Nevertheless, I will make an effort to summarize it here in a straightforward way. Brazil did not invest enough during the favorable commodity cycle. Policymakers did not recognize the end of the cycle in time. When they did, they tried to go back to a past that no longer existed. Now, Brazil must adjust everything at once to avoid a worse crisis. But markets are dynamic: with the recent depreciation of the real, there are already investors looking for opportunities. That is the reason Brazilian assets rebounded lately.
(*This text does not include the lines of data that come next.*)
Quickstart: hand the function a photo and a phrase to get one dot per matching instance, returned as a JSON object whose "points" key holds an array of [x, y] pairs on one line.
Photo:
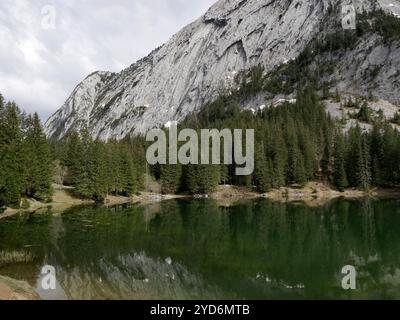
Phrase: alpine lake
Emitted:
{"points": [[197, 249]]}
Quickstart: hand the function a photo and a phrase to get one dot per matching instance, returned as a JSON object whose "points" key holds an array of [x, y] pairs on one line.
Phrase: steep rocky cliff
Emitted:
{"points": [[204, 58]]}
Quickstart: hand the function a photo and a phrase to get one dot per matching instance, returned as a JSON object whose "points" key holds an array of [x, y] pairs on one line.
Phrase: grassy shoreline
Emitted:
{"points": [[314, 193]]}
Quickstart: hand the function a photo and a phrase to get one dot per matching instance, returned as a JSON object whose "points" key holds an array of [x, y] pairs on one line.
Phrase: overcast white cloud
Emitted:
{"points": [[40, 67]]}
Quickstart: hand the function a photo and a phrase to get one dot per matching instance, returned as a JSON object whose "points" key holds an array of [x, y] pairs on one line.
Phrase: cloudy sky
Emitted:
{"points": [[48, 46]]}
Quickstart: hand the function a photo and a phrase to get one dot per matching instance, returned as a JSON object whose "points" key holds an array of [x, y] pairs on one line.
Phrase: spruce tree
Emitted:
{"points": [[339, 171]]}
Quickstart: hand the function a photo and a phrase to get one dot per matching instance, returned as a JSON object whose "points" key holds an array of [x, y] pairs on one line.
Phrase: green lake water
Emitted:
{"points": [[195, 249]]}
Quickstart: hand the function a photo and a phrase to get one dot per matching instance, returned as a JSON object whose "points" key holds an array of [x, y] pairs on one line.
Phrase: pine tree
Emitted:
{"points": [[37, 161], [10, 160], [364, 164], [170, 179], [339, 171]]}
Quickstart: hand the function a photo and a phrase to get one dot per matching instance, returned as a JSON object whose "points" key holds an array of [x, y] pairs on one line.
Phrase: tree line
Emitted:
{"points": [[295, 143], [95, 168], [25, 157]]}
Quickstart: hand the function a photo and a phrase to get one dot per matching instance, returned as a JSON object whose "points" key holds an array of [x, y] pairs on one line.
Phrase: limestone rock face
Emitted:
{"points": [[195, 65]]}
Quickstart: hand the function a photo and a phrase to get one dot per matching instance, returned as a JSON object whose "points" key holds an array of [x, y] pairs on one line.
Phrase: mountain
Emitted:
{"points": [[206, 57]]}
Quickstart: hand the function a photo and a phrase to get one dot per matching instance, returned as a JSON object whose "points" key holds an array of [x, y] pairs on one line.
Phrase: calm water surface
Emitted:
{"points": [[195, 249]]}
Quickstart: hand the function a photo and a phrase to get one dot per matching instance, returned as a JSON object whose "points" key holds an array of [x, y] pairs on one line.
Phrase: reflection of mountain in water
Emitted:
{"points": [[258, 249], [135, 276]]}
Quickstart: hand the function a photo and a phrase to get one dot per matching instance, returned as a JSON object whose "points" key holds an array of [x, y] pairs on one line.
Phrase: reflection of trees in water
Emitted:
{"points": [[255, 249]]}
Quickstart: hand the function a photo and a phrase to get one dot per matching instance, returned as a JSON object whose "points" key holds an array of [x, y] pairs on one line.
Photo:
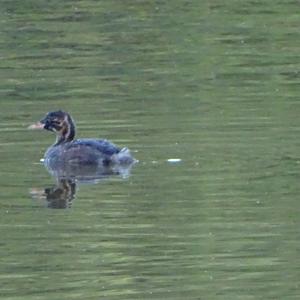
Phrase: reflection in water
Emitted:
{"points": [[67, 177]]}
All Latin American economies – from Argentina and Venezuela to Chile and Peru – are experiencing declining growth. This is a sign of a common factor: the end of the favourable global cycle of commodity boom and growth in China and abundant capital flows to emerging markets. Corruption accusations and investigations are surfacing in many Latam countries such as Brazil and Mexico, but also in Chile, which signals that even the tolerance to such deviations is cyclical.
Walter Brandimarte – Reuters, 4/17/2015
Some investors are carefully betting that the recent selloff in Brazilian financial markets was overdone, pointing to signs that inflation is slowing and the government is getting its finances in order.
Many expect inflation will come down from its current 11-year high of 8.13 percent, thanks to the central bank’s interest rate hike cycle of 1.75 percentage points since October, as well as the economic slump’s effect on demand.
Meanwhile, state-run oil company Petrobras is expected to this month post financial statements that have been delayed by a huge corruption scandal, greatly reducing the risk of a major debt crisis that could have cost Brazil its investment grade credit rating.
Jeffrey T. Lewis and Rogerio Jelmayer – The Wall Street Journal, 3/27/2015
Brazil’s economy posted in 2014 its worst performance by far under President Dilma Rousseff’s administration, a blow to her prestige as her government works to regain credibility with markets and pass an austerity program through Congress.
The country’s gross domestic product grew just 0.1% in 2014 from 2013, and expanded 0.3% in the fourth quarter from the third, Brazil’s statistics agency said Friday. GDP shrank 0.2% in the fourth quarter of 2014 from the same period a year earlier.
The agency changed the way it calculates GDP starting in the fourth quarter, including activities such as investment in research and development for the first time, to bring the methodology more in line with international standards.